In April 2007, then president Thabo Mbeki mandated the Special Investigating Unit (SIU) to probe fraud, corruption and maladministration in the development and delivery of low-cost housing. The SIU and the national Department of Housing signed an agreement to: clean up the national housing database of housing subsidy beneficiaries who aren’t entitled to the subsidy; recover losses suffered by the department as a result of maladministration and corruption; and institute corrective action, which included civil, criminal and disciplinary action. The SIU identified challenges and constraints faced by the housing department, namely:

  • Information on the Housing Subsidy Scheme (HSS) was incorrect;
  • Filing systems were poor, with missing and untraceable files;
  • The HSS system was often offline;
  • Tracing officials was difficult; and,
  • Site numbers in the field were unreliable.

According to the SIU’s 2010/2011 annual report, investigations into the mismanagement and misuse of the state’s housing scheme resulted in 1 291 acknowledgements of debts being signed to the value of R16 275 157. A total of 625 unlawful beneficiaries were arrested and taken to court in conjunction with the SAPS, and 528 beneficiaries were convicted.

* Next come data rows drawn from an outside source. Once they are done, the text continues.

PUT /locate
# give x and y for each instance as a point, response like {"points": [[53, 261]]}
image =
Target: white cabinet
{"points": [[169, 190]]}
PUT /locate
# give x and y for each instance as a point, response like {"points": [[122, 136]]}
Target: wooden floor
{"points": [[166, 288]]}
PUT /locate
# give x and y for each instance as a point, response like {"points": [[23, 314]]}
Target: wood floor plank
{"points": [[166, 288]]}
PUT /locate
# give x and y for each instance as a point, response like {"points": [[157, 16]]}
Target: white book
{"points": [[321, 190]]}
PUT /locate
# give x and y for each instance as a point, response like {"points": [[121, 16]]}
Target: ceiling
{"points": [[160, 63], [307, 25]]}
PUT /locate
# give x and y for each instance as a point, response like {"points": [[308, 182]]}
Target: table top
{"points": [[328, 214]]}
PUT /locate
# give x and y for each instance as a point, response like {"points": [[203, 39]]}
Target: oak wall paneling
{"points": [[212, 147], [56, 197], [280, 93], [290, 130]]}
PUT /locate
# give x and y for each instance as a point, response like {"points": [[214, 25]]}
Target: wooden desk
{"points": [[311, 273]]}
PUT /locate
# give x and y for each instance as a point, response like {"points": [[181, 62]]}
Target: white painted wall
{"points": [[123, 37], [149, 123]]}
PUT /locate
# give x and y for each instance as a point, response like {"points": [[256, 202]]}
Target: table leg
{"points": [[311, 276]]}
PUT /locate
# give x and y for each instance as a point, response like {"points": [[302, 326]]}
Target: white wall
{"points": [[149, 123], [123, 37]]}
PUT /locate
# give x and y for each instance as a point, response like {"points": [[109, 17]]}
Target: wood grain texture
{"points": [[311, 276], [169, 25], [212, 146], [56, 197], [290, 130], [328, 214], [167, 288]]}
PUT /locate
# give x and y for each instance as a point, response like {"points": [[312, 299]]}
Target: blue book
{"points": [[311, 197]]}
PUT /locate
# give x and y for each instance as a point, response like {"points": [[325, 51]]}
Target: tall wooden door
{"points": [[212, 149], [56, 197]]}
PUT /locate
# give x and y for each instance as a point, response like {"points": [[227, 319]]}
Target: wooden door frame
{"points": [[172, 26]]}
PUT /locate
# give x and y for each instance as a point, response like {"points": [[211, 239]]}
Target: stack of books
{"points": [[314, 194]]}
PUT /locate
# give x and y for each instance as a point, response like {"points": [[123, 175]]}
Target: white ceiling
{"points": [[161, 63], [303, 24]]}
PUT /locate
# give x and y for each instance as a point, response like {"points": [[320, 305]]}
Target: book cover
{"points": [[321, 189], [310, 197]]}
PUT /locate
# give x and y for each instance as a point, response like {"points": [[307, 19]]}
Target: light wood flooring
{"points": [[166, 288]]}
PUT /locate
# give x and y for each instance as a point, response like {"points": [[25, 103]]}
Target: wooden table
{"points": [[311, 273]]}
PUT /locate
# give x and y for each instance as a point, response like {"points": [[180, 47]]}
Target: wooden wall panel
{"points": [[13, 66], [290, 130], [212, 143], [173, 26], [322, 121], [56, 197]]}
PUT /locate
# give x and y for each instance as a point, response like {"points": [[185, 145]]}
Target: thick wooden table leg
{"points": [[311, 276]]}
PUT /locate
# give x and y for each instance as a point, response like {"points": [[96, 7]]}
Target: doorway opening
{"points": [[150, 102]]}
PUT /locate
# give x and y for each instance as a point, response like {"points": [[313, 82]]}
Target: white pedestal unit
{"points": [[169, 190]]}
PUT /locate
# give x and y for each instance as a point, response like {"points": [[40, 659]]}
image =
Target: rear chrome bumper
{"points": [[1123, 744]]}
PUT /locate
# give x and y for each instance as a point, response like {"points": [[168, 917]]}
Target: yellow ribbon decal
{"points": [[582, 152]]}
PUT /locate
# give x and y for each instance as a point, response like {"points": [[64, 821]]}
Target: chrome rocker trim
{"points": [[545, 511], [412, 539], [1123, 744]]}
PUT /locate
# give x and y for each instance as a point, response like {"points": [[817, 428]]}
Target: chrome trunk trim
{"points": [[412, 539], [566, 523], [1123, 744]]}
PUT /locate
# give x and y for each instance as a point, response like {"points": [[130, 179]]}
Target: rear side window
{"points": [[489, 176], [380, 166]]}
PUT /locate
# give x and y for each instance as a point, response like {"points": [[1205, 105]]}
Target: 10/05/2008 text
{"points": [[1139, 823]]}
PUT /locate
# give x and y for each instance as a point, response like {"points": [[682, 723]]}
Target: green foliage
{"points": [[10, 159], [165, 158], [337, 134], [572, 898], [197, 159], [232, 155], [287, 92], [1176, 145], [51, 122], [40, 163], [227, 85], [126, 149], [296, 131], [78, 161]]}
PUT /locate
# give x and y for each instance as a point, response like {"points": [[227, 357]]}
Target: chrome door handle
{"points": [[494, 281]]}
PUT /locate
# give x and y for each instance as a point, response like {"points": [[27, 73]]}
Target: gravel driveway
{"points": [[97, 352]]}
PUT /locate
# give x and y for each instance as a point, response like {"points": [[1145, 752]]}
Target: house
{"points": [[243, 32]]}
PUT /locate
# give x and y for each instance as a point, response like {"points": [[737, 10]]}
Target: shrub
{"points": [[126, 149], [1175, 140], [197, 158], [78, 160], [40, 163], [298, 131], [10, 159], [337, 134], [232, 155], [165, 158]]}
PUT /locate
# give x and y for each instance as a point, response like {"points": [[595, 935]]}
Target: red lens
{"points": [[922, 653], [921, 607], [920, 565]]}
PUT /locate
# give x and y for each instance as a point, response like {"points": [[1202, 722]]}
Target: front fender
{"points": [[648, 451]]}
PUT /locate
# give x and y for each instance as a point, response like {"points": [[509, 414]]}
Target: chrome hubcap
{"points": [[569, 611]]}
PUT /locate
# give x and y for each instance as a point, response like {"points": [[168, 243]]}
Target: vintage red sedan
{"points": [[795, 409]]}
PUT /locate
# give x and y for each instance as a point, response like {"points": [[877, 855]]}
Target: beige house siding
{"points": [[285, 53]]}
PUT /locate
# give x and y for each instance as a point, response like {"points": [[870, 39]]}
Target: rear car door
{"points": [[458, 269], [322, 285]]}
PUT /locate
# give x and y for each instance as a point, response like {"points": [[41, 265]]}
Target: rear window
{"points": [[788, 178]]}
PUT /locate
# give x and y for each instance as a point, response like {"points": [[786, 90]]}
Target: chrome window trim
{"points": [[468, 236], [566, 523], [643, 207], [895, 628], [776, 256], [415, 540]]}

Housing corruption rife in Gauteng

In March 2012, a provincial Standing Committee on Public Accounts (Scopa) report revealed the gross irregularities in the Gauteng department of local government and housing. It found that R7-million in housing subsidies was paid to beneficiaries not appearing on the HSS. Scopa was concerned that while the waiting list for housing was growing annually, subsidies for housing were being given to people who were not qualified and approved beneficiaries. The report also indicated that in Gauteng, corruption and fraud was rife in housing allocation.

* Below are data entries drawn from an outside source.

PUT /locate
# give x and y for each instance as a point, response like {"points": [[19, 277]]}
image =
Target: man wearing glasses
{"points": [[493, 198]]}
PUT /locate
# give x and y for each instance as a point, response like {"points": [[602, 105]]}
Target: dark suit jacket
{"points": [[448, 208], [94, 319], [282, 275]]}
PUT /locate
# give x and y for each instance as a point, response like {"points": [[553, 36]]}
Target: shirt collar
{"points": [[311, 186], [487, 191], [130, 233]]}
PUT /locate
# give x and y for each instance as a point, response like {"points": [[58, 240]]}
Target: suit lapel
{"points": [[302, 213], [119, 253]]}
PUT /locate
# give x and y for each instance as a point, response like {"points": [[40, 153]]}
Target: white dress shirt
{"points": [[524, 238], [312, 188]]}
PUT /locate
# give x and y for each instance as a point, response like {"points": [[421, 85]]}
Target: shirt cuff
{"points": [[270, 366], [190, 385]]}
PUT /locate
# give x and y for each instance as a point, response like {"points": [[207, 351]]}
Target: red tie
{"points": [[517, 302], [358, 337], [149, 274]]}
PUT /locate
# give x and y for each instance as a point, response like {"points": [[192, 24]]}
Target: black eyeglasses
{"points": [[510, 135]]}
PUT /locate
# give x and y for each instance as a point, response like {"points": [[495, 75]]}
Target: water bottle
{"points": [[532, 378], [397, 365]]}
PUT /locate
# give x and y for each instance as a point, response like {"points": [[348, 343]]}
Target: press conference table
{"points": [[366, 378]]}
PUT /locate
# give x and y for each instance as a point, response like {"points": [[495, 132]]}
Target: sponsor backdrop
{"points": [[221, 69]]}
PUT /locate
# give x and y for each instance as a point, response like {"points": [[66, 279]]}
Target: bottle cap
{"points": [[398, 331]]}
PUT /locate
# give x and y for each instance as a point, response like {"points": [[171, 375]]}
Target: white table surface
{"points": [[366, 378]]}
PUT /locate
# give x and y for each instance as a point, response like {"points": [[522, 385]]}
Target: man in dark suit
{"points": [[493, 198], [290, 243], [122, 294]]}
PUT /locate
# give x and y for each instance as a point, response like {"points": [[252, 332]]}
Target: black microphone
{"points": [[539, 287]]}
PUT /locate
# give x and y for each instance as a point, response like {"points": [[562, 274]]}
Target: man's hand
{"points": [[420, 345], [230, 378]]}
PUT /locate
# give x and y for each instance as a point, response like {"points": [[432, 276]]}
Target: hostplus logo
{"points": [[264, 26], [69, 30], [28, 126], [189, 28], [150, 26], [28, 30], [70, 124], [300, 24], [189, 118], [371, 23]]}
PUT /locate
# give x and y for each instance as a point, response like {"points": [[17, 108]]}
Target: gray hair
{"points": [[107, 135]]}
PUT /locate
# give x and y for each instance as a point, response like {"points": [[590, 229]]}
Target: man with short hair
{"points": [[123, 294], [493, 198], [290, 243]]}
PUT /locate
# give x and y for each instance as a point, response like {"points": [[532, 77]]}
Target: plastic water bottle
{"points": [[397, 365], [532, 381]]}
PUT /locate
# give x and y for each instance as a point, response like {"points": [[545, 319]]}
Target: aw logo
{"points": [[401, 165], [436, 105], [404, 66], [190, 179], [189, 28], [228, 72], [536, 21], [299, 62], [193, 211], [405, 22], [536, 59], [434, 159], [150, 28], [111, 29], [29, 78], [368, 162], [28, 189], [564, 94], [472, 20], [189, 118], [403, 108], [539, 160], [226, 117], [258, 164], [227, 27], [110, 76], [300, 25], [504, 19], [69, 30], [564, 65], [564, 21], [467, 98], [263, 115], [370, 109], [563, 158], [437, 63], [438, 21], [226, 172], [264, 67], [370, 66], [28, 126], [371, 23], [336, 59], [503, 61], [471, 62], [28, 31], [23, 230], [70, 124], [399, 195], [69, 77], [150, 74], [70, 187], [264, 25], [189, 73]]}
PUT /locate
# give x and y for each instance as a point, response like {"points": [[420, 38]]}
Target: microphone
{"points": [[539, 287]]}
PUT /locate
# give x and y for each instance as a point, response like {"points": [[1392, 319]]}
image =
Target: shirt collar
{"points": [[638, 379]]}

The Seri report noted that getting a state-subsidised home was a political process and that councillors played a powerful role, often deciding who got housing and who did not.

Frustration rises

While there is corruption, maladministration and fraud involved in housing allocation, there is also confusion and anger among the intended beneficiaries over the housing waiting list system, demand databases, selection criteria and the allocation process itself. Seri found that the confusion and frustration over the different systems were extremely serious and could lead to:

  • General distrust of local authorities and accusations of corruption, undermining trust in the state;
  • Violent protests, including invasion or occupation of incomplete or unallocated housing as well as broader protests targeting counsellors’ houses, public buildings or roads; and,
  • Violence against foreign nationals who were seen as illegally occupying subsidised housing.


In a recent research report, the Socio-Economic Rights Institute (Seri) explains why the South African housing system is particularly vulnerable to maladministration, corruption and fraud. A lack of transparency in housing allocation is an added complication, leading to confusion and frustration among intended beneficiaries – which, in turn, fuel service delivery protests.